On the heels of last week’s strong-jobs-numbers-induced selloff, rates markets were looking for some evidence of disinflation this week to counter the strength of the labor market…and they got it. The US inflation rate, as measured by the Consumer Price Index (CPI), fell to a more than two-year low in June. At +3.0% (vs. +3.1% consensus), CPI is now less than a third of the four decade high it hit this time last year (+9.1%).
The details of the report were also better than expected with several key measures of underlying inflation coming in below forecasts. Core CPI, which excludes food and energy, rose just +4.8% from a year ago vs. estimates of +5.0%. Super Core CPI, which is services less housing, is of particular interest to the Fed and it fell to +4.0%, the lowest level since December 2021. The owners’ equivalent rent component, which has been stubbornly high, also showed the smallest increase since the end of 2021, suggesting the housing slowdown is finally beginning to feed into inflation.

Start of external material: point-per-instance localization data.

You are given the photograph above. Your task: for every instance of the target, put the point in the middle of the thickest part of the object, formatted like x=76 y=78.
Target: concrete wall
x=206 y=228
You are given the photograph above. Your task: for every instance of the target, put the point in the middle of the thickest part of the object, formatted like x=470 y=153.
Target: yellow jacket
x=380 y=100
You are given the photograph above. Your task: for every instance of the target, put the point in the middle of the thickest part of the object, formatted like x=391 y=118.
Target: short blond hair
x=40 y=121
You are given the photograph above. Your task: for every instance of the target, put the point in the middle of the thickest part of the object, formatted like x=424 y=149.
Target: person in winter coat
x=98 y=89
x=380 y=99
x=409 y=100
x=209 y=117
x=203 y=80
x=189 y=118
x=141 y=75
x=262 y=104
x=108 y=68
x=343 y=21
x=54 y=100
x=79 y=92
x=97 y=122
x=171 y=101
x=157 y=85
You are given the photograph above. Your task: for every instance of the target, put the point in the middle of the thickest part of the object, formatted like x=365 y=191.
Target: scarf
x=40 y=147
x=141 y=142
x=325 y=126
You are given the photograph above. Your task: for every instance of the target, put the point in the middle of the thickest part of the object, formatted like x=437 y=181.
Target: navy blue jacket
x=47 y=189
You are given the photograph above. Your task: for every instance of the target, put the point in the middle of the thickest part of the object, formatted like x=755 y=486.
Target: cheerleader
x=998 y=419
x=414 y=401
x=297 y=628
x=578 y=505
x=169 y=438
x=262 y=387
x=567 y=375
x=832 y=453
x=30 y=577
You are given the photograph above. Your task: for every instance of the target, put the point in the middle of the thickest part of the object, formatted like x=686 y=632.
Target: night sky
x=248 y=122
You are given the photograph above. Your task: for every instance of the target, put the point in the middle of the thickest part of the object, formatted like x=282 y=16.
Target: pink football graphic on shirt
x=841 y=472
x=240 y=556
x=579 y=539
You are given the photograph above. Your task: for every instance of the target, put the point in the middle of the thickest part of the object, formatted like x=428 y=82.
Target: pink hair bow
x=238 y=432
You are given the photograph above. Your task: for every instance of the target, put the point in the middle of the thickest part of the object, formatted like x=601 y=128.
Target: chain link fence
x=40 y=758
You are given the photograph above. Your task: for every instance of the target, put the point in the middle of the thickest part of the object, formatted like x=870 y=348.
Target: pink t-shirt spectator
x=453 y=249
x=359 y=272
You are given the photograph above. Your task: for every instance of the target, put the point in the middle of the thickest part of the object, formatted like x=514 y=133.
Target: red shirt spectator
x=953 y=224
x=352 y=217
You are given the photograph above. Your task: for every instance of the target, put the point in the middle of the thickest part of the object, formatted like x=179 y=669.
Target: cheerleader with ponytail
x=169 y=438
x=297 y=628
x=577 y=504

The one downside of the June reading is it is the last month that will benefit from the “base effect”. By definition, year-on-year change in CPI depends on the value of the CPI 12 months earlier. June 2022 was the peak in inflation so starting next month, the YoY comparison will begin to include lower rates of inflation.
Thursday’s Producer Price Index (PPI) brought us another better-than-expected inflation report. PPI final demand rose just +0.1% YoY vs. estimates of +0.4%, the smallest annual increase since August 2020 and very close to deflation territory. PPI is a family of indexes that measures the average change in selling prices received by producers of goods and services so it tends to be a good leading indicator for the trajectory of consumer prices.
Fueled by signs of ebbing inflation, rates sharply recoiled over the course of the week. The two- and 10-year Treasury yields fell back well below their 5% and 4% thresholds. As of this morning, the 2-year UST was down 23bps to 4.7% and the 10-year UST was down 27bps to 3.8%. No one can claim with certainty that the inflation fight is all behind us but markets clearly believe that policy tightening is in its last lap. The Fed is widely expected to rachet rates up another 25bps later this month and futures are 96% confident in that outcome. However, the prevailing sense in futures markets now is that that a July 26th hike to 5.5% could be the last in a while. CME’s FedWatch tool is showing less than a quarter of a percent chance that we end the year above there.
Next week will be a test of resolve to see if markets can maintain their optimism and the data can support it. Focus will be on Retail Sales and a slew of housing related releases as well as any comments from Fed speakers who are largely staying on message about two more rate hikes coming, despite what markets think.